El Café Victor es hoy un vibrante punto de encuentro en el corazón de Bruselas, frecuentado tanto por visitantes de exposiciones y conciertos como por quienes buscan disfrutar de una pausa gastronómica en un entorno excepcional. Dispone de un acogedor comedor interior y de una terraza a pie de calle, donde tuve ocasión de degustar una ensalada César con pollo de granja cocinado a baja temperatura (26,20 €). Bozar Café Victor prolonga el espíritu del Palais des Beaux-Arts: un lugar donde las artes —plásticas, escénicas y culinarias— se viven también a través de los sentidos.

Más información: Bozar Café Victor. Dirección: Rue Ravenstein 23, 1000 Bruselas. Teléfono: +32 (0) 22 131 919. Web: Bozar Café Victor.   

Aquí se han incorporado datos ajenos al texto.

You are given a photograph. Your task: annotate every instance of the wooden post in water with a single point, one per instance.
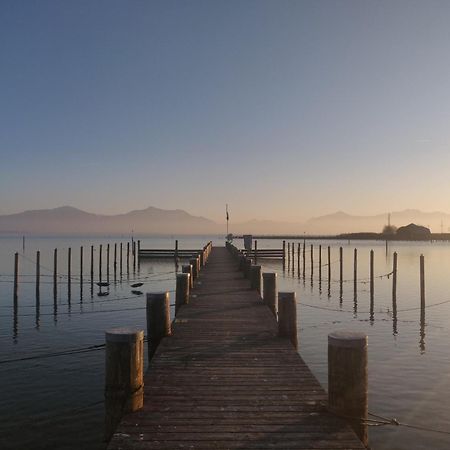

Toda la información generada en redes sociales durante mi viaje a Bruselas, puede consultarse a través del hashtag #PDBruselas

Qué más ver cerca

A poco más de dos kilómetros se encuentra otro icono del diseño y la arquitectura de los años 30: el edificio Flagey, la “fábrica del sonido” de Bruselas. Este edificio Art Déco, originalmente sede del Instituto Nacional Belga de Radiodifusión (INR), sobresale por su fachada de ladrillo amarillo y sus estudios diseñados con precisión técnica para la radiodifusión.